The running joke in the T1D community is that a “cure” is only five years away… and always will be.
I first heard this when I was diagnosed in 1973, and T1Ds at that time told me they’d been told that years earlier. Even today, T1Ds muse about it.
Nevertheless, one wonders that if a cure were to come, what would it look like?
Let’s start with a truism: Autoimmune diseases are caused by a combination of genetic and environmental factors, but in the end, it’s our DNA that dictates how our immune system reacts to those environmental triggers that causes antibodies to attack beta cells. Changing our DNA so as to rewrite the script that constructs our immune system is the one true “cure” for T1D. But there are so many hurdles, caveats and risks to genetic engineering, there has never been a cure for any autoimmune disease.
For this reason alone, a cure in the purest definition is not on the horizon.
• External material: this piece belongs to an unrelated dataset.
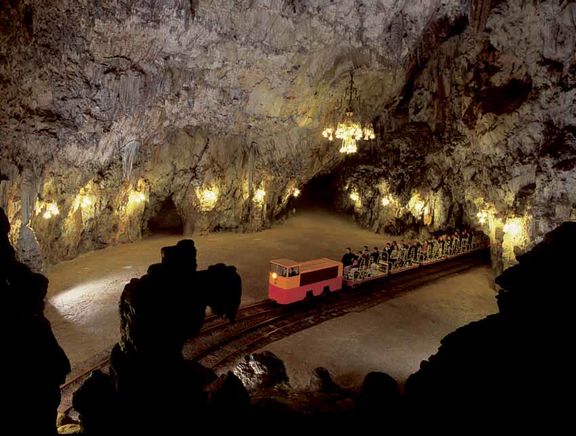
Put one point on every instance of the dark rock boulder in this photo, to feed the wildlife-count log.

Instead, we can look for a “functional cure,” where an intervention (or set thereof) allows for someone to stop taking insulin.
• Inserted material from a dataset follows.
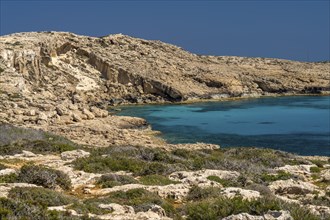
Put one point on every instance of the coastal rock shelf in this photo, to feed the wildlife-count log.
(64, 156)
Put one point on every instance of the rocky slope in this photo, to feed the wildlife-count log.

So, is that only five years away?
Well, it depends on what you’re willing or able to tolerate in exchange for being insulin free. There may be toxicity. There may be ongoing maintenance therapies. There may be other restrictions. It could be really expensive. And you might not necessarily achieve “healthy” glycemic control. So, it’s hard to say when—or even what—a pragmatic “functional cure” may look like.
The American journalist, author and socio-political critic of the early 20th century, H. L. Mencken famously said, “For every complex problem there is an answer that is clear, simple, and wrong.” T1D is exceedingly complex, so do not expect there to be easy, simple solutions.
What’s important is changing our perception of what a cure is, or that it’s even an endpoint at all. There will not be a dramatic, obvious event, with champagne bottles popping and insulin pumps thrown into electronics recycling bins. Instead, it’ll be a subtle, gradual, quiet realization. As researchers find “curative-like” therapies that trend iteratively closer to insulin independence, each comes with caveats. Whether to adopt one of them will come with trade-offs—choosing the lesser of two evils. Should you use the latest therapy? Or wait until there are improvements?
Keep all this in mind as we review the various areas that scientists are pursuing.
The Immune System and T1D
All the various approaches towards freeing T1Ds of taking insulin are centered around the immune system, which produces the antibodies that attack beta cells.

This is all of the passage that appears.